On the night of March 3, 2018, Gabbi’s parents, Latoyia and Carlos Smith, and her sister, Ivory, 1, were spending the night at their home when tragedy struck. A fire consumed the house, killing all of its occupants. Gabbi and her adult sister, Jada, who was spending the night with Thompson, were the only surviving family members.

Cindy Thompson holds Gabbi Smith, heart transplant patient, while Dr. Brian Kogon checks her month after surgery. Looking on is Dr. Avichal Aggarwal, pediatric cardiologist.

Cindy Thompson holds Gabbi Smith, heart transplant patient, while Dr. Brian Kogon checks her month after surgery. Looking on is Dr. Avichal Aggarwal, pediatric cardiologist.

“It was awful,” Thompson said, “losing them all on the same day. We have a close family.” She said the family was worried about Gabbi’s condition, “but she gave us hope, too.”

The demands of follow-up care after a heart transplant required doctors to be certain Gabbi had a caregiver willing to take on responsibilities of her care, said Dr. Avichal Aggarwal, Gabbi’s  pediatric cardiologist at the Children’s Heart Center at Batson Children’s Hospital and medical director of UMMC’s Pediatric Heart Transplant Program.

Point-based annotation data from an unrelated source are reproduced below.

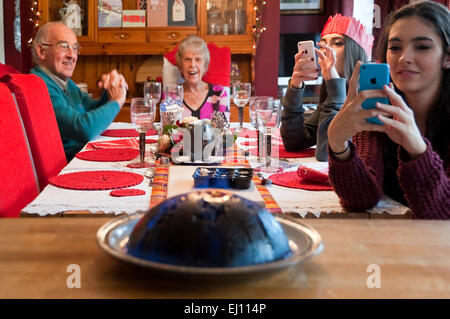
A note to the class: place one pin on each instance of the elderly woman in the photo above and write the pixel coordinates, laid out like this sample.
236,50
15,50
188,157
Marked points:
201,99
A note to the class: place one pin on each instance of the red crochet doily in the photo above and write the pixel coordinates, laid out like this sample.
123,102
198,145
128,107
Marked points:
282,153
96,180
109,155
127,192
126,133
292,180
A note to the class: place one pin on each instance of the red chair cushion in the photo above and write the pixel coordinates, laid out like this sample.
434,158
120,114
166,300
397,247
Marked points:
18,186
219,67
40,124
7,69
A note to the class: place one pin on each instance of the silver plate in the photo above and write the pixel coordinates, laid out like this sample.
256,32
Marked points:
304,241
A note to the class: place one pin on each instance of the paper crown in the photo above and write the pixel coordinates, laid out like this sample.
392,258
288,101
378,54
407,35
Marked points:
351,28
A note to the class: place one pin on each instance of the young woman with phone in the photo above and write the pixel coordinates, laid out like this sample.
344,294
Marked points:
408,157
343,42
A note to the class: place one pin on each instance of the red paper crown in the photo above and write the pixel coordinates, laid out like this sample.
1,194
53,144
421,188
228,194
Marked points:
351,28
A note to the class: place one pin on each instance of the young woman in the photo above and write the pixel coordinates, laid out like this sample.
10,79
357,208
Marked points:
343,42
200,98
408,157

“Some of her medications have to be given every four hours around the clock,” Aggarwal said. “Missing a dose, for these patients, could be life-threatening.”

Thompson said she knew what she had to do.

“I didn’t think about it,” said Thompson of the decision to become Gabbi’s guardian. “I just did it because it needed to be done.”

Born with an extraordinarily small right ventricle and abnormal coronary arteries, Gabbi’s congenital heart condition left her with a high risk of sudden death, Aggarwal said.

Portrait of Dr. Brian Kogon
Kogon

Dr. Brian Kogon, chief of pediatric cardiothoracic surgery at Batson Children’s Hospital, said a requirement of receiving a heart transplant is to have a stable support system for the care that will follow. Thompson, who has no children of her own, stepped forward to raise her great niece, paving the way for Gabbi to receive the heart that became available to her on March 27, 2018.

“The transplant went well and was without major complications,” Kogon said. “Her hospital stay was prolonged, only because of her young age, small size and her being so sick and debilitated at the time of transplant.”

Thompson, said Kogon, “is doing a wonderful job. Gabbi looks terrific!”

Gabbi’s heart transplant in 2018 followed four pediatric heart transplants performed at Children’s Hospital in 2017. The five children are all in good condition, Kogon said.

“Offering a pediatric heart transplant program in Mississippi provides the complex care some children need to survive,” said Dr. William Moskowitz, chief of pediatric cardiology at UMMC. “Providing world-class cardiac critical care close to home is part of our mission at Batson Children’s Hospital and Children’s of Mississippi.”